Pentagon says US has begun its withdrawal from Syria

The Pentagon says US military personnel in Syria are moving ahead with President Trump's order to pull out of the war-torn country. The US force in Syria has "begun the process of our deliberate withdrawal from Syria," said Col. Sean Ryan, spokesman for the for Combined Joint Task Force - Operation Inherent Resolve. More than 2,000 US troops are currently deployed in Syria.

News of the first steps of a withdrawal come as the US is negotiating with Turkey about guaranteeing protections for US-allied Kurdish fighters. Turkish President Recep Tayyip Erdogan's government considers the Kurdish YPG militia in Syria to be a terrorist organization linked to Kurdish separatist groups within Turkey.

On Friday, US national security adviser John Bolton said those talks will continue into next week. They're taking place even as Erdogan says his military is prepared for a possible operation in northern Syria.

Questions have swirled around the withdrawal order since Trump made the unexpected announcement last month. It also sparked criticisms that the US is pulling out of Syria before IS is truly defeated — abandoning America's Kurdish allies in the region, ceding hard-won influence to neighboring Turkey, and rewarding Russia's intervention alongside the Syrian regime.

Turkey welcomed Trump's surprise order to the Pentagon, while other US NATO allies said they received no notice. Within the Trump administration, disagreement over the pullout quickly led to the resignations of both Defense Secretary Jim Mattis and Brett McGurk, the president's special envoy to the coalition fighting IS.

The timeline for withdrawal has been the subject of shifting statements from the White House, which has been accused of sending mixed messages about its mission in Syria and its broader priorities in the Middle East.

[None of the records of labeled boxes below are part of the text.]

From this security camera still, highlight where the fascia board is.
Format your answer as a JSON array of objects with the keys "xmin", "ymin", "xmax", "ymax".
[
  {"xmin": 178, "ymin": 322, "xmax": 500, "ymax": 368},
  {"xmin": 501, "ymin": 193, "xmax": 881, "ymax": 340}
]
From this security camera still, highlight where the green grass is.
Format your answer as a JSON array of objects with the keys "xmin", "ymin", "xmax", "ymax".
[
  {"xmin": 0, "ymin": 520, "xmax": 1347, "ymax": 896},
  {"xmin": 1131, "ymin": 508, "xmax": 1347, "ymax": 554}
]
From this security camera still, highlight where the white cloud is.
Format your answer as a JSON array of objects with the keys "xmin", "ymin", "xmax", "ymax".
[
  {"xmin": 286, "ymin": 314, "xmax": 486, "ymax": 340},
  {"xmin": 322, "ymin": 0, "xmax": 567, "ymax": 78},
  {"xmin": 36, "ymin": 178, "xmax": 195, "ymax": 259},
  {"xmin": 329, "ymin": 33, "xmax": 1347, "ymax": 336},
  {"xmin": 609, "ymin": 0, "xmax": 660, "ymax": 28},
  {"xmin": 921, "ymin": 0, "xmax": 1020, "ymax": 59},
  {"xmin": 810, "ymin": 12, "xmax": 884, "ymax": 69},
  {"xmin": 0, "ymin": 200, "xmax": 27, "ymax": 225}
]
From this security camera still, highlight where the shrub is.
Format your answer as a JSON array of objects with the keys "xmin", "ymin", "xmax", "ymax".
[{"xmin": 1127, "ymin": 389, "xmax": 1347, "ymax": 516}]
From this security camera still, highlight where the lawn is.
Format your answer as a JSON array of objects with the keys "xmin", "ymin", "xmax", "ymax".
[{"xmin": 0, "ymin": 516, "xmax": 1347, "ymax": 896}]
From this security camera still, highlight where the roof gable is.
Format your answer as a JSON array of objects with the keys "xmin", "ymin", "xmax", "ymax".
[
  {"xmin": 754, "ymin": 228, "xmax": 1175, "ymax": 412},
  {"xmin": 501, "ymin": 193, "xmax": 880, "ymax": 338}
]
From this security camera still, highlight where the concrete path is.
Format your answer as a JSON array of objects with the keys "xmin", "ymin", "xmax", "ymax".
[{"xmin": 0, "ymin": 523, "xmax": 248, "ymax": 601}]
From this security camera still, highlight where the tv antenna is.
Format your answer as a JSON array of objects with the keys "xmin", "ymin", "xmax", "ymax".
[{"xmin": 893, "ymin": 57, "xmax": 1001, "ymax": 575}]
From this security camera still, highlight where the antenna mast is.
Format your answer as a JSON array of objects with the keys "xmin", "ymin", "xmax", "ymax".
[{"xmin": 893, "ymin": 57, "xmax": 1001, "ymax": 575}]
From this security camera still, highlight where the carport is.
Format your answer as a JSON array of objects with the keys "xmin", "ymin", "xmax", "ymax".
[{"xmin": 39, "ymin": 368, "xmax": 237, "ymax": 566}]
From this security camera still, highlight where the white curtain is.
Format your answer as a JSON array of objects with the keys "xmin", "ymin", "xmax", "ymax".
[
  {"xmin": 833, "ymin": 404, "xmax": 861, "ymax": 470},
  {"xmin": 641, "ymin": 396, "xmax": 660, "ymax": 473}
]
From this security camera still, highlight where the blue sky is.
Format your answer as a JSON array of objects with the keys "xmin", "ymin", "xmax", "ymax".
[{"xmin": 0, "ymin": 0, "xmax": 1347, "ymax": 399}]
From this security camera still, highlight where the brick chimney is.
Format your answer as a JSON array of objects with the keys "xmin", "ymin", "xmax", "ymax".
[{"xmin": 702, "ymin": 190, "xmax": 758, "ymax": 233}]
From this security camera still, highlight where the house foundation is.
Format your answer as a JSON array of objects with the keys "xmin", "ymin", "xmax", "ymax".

Secretary of State Mike Pompeo is currently on an eight-day tour to try to ease concerns about Trump's policies in the region. On Thursday, Pompeo declared that the US is a "force for good" in the Middle East. On Friday, he told Egyptian state TV that the US will pull out of Syria as the president ordered, "but we'll do so in a way that makes sense, that is orderly, that does everything we can to ensure the security of those who fought alongside us defeating the caliphate inside of Syria."

Erdogan gave a speech to Parliament in which he rejected the idea that Turkey would not harm Kurdish fighters and said his country will allow no concessions in its war against terrorism.